Sunday, 21 April 2013

2 Poems by John Grey

MEN WITH NETS

They’re sweeping the water
for fish.
How easy is that.
No wriggling worm ruse.
No patient line dangling,
reeling the bounty in one at a time.
No arm muscles rigid as bricks
fighting the big one.
No shrug of the shoulders,
tossing the minnow free.
It’s just one huge trawl of the ocean,
hauling out whatever’s there.
It’s not like meeting you.
It more like the flood
swamping a thousand homes.
It’s no quiet, canoodling,
interplay of fingers.
But a forest fire,
a flame that doesn’t know
oak from possum,
green from brown.
And yet the fish taste the same,
whether trapped in their flapped thousands,
or pierced alone on a hook.
And so you and I
are in a sea-food restaurant
and we can’t taste the difference.
But we sure can tell the difference.


THRILL-SEEKERS OF THE KING SIZE BED

I don’t know about these things.
Stock car racing? What’s that?
And gun running?
Who’s out there in the jungle
pushing AK47’s?
I know love, I believe.
But not tiger watching in Bengal.
And the feel of a woman.
But cliff diving?
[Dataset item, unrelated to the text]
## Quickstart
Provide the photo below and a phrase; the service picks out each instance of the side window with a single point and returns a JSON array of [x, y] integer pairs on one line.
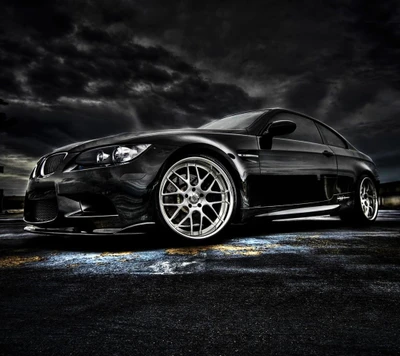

Running with the bulls?
There’s no adventure in my holding you
so why does it feel so extraordinary?
Would a spin around Le Mans
provide a bigger thrill?
Or a tight rope walk across Niagara Falls?
One soft, warm, kiss.
Why am I not yearning for
the ten million warm, soft kisses
of downhill skiing?
Or surfing off Oahu?
I make love to you
and I feel as if I’ve done it all.
But something’s missing.
Deep sea diving? White water rafting?
No, we make love again.
The Iditarod never saw that coming.
Mush, my love!


Bionote

John Grey is an Australian born poet, works as financial systems analyst. Recently published in Bryant Poetry Review, Tribeca Poetry Review and the horror anthology, “What Fears Become”with work upcoming in Potomac Review, Hurricane Review and Osiris.